The surviving Prenda Law copyright trolls, Paul Hansmeier and John Steele, are finally in line to receive their just due. They have been arrested for running a multi-million dollar extortion scheme.
Ars reports:
The two lawyers were charged Wednesday with an 18-count indictment (PDF), describing allegations of fraud, perjury, and money laundering perpetrated between 2011 and 2014. The charges were unsealed and announced today and first reported by the Minneapolis Star-Tribune. Both Hansmeier, 35, and Steele, 45, were arrested earlier today before the indictment was made public.
"The defendants in this case are charged with devising a scheme that casts doubt on the integrity of our profession," said US Attorney Andrew Luger in a statement. "The conduct of these defendants was outrageous—they used deceptive lawsuits and unsuspecting judges to extort millions from vulnerable defendants. Our courts are halls of justice where fairness and the rule of law triumph, and my office will use every available resource to stop corrupt lawyers from abusing our system of justice."
The indictment explains how the defendants "used sham entities to obtain copyrights to pornographic movies—some of which they filmed themselves—and then uploaded those movies to file-sharing websites in order to lure people to download the movies."
I'm still laughing at the oxymoron "integrity of our profession" quoted in the article, but on the whole this is very good news. Two very crooked lawyers are likely headed to prison.
(Score: 2) by Zz9zZ on Saturday December 17 2016, @10:03PM
Most every lawyer serves their client and you can generally depend on your lawyer to do their job. That is professional integrity. What these two lawyers did was use their expertise to con a bunch of people, and like every profession there are such examples. Shall we laugh at the integrity of techs that built out the massive surveillance networks of the world? Or do they get a pass because they were following orders and their job was on the line?
~Tilting at windmills~
(Score: 3, Insightful) by fido_dogstoyevsky on Saturday December 17 2016, @10:30PM
Assuming you're talking about people who knew what their work was going to be used for,
Shall we laugh at the integrity of techs that built out the massive surveillance networks of the world? Or do they get a pass because they were following orders...
I would laugh, except that it's not funny. But "following orders" doesn't get them a pass.

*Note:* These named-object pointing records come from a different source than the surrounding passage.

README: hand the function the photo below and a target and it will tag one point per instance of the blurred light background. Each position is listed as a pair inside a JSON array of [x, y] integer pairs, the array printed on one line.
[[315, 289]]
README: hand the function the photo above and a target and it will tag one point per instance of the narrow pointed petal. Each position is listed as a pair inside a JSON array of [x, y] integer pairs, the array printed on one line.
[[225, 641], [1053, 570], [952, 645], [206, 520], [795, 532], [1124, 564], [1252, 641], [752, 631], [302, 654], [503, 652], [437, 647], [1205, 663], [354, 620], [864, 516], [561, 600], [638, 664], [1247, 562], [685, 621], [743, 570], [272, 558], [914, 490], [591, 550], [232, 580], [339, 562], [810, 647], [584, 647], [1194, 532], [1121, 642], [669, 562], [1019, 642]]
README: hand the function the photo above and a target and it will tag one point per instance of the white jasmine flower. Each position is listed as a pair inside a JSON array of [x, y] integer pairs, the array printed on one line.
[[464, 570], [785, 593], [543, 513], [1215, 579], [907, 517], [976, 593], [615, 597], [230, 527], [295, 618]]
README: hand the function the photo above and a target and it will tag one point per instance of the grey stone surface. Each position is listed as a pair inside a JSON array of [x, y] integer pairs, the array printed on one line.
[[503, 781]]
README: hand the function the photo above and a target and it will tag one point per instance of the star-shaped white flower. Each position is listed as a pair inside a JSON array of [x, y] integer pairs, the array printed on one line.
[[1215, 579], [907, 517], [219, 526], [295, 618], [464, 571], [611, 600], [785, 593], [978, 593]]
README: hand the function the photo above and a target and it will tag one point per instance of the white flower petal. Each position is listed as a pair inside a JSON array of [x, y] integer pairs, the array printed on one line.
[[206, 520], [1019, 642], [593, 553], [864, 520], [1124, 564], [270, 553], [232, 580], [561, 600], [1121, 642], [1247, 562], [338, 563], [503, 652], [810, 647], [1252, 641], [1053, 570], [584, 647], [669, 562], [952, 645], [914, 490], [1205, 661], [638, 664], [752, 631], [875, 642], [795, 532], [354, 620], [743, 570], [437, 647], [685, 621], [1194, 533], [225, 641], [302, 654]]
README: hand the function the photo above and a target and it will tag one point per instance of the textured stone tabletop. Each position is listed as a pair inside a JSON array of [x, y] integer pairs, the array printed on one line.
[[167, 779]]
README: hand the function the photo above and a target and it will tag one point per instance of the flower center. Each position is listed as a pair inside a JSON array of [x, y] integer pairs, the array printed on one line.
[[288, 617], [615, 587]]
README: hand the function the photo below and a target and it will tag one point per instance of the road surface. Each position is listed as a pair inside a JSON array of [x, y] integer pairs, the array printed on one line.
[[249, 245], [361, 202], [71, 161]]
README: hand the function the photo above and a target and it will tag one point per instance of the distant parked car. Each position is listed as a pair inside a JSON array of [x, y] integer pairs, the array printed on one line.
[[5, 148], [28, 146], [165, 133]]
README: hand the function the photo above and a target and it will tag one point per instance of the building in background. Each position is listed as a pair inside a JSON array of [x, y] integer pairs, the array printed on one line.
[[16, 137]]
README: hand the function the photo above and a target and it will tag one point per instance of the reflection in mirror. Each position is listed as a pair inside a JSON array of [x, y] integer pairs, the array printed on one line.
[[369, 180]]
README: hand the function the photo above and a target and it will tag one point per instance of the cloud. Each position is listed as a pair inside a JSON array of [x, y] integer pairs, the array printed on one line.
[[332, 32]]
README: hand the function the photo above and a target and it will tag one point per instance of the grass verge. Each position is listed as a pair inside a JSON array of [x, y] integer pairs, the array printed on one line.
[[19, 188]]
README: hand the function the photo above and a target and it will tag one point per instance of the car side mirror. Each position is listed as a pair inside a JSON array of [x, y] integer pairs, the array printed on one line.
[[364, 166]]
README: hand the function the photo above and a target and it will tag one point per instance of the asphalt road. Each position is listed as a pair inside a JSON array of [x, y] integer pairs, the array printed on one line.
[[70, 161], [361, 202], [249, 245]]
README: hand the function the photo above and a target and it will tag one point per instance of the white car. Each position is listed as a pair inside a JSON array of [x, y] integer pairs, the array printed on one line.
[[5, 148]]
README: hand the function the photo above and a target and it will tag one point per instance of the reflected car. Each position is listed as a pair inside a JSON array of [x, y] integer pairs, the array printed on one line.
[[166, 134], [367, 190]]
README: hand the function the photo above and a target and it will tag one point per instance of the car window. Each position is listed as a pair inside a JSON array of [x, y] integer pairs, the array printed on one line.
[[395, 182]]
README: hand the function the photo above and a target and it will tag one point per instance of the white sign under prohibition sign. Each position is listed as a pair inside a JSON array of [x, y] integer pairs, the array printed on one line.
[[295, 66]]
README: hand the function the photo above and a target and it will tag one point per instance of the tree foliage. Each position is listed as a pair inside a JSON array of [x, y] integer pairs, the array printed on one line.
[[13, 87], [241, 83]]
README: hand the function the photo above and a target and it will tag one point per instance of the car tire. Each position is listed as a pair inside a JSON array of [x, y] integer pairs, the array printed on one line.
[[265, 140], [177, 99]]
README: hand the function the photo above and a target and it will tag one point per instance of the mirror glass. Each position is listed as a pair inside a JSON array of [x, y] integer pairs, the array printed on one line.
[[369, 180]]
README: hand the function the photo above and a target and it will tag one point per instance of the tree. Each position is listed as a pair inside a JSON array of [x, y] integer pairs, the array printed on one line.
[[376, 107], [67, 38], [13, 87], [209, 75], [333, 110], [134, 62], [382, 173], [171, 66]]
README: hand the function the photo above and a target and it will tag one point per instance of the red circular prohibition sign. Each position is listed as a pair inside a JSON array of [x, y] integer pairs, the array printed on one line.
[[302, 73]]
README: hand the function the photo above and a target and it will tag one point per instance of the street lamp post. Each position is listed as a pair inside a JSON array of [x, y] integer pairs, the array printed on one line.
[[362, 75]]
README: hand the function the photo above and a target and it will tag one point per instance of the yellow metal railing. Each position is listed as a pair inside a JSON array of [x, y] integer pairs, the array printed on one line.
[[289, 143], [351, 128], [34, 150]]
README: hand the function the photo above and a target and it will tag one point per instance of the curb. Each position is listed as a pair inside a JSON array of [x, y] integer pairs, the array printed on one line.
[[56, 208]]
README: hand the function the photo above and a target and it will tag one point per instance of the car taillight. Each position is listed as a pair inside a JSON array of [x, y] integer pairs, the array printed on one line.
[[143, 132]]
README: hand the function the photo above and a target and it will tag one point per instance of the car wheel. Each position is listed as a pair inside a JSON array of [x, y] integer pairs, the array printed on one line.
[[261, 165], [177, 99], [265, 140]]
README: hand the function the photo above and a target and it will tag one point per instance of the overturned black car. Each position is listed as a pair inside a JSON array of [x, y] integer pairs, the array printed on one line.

...their job was on the line?
Some decisions are harder than others, but they all have consequences.
It's NOT a conspiracy... it's a plot.
(Score: 2) by mendax on Saturday December 17 2016, @10:35PM
There is a lawyer I know who received as a law school graduation present from her father a picture of sharks swimming around before the bar in a courtroom. She proudly displays it in her office, almost as if it is a badge of honor. However, she's one of the better lawyers, a public defender who is underpaid and overworked. I respect public defenders tremendously, and I can say the same for civil rights lawyers. However, the joke that states that you can tell a lawyer is lying because his lips are moving has a great deal of truth, especially given the lies that were told by a government lawyer when I had to the state in a civil matter. I enjoyed calling a spade a spade in my response. I won, BTW.
It's really quite a simple choice: Life, Death, or Los Angeles.
(Score: 1, Touché) by Anonymous Coward on Saturday December 17 2016, @11:52PM
Username doesn't check out.
(Score: 0) by Anonymous Coward on Sunday December 18 2016, @12:03AM
https://translate.google.com/?channel=new&espv=1&um=1&ie=UTF-8&hl=en&client=tw-ob#la/en/mendax [google.com]
(Score: 3, Interesting) by JoeMerchant on Sunday December 18 2016, @04:45AM
The last (and only) lawyer who sued me frequently represented himself against others, petty $500 and $1000 cases, he worked the bottom end of the system, and he mostly did it on bluff, knowing that it costs $3000 to mount a "safe" defense - why risk that much time and effort against $600 worth of noise? May his hip replacement cause him all the pain he deserves.
🌻🌻🌻🌻 [google.com]
(Score: 1) by Scruffy Beard 2 on Sunday December 18 2016, @05:57AM
Robert C Martin (Uncle bob) has been calling far a Proffessional Association [youtube.com] of programmers.
The reasoning is that programming is becoming to important too let just anybody code. His blog [cleancoder.com].
(Score: 2) by Zz9zZ on Monday December 19 2016, @02:41AM
Some good replies, but no one admits to the unfair characterization of millions of professionals. I'm willing to concede that the practice of arguing a specific side of a case, even when you may disagree, tends to make lawyers morally flexible compared to the average person. Also, every profession has its share of thieves/cheats so anecdotes are a bad way to view an entire industry. We all contribute to the destruction of the earth just by existing as humans right now, so at some point we have to separate out intent from action.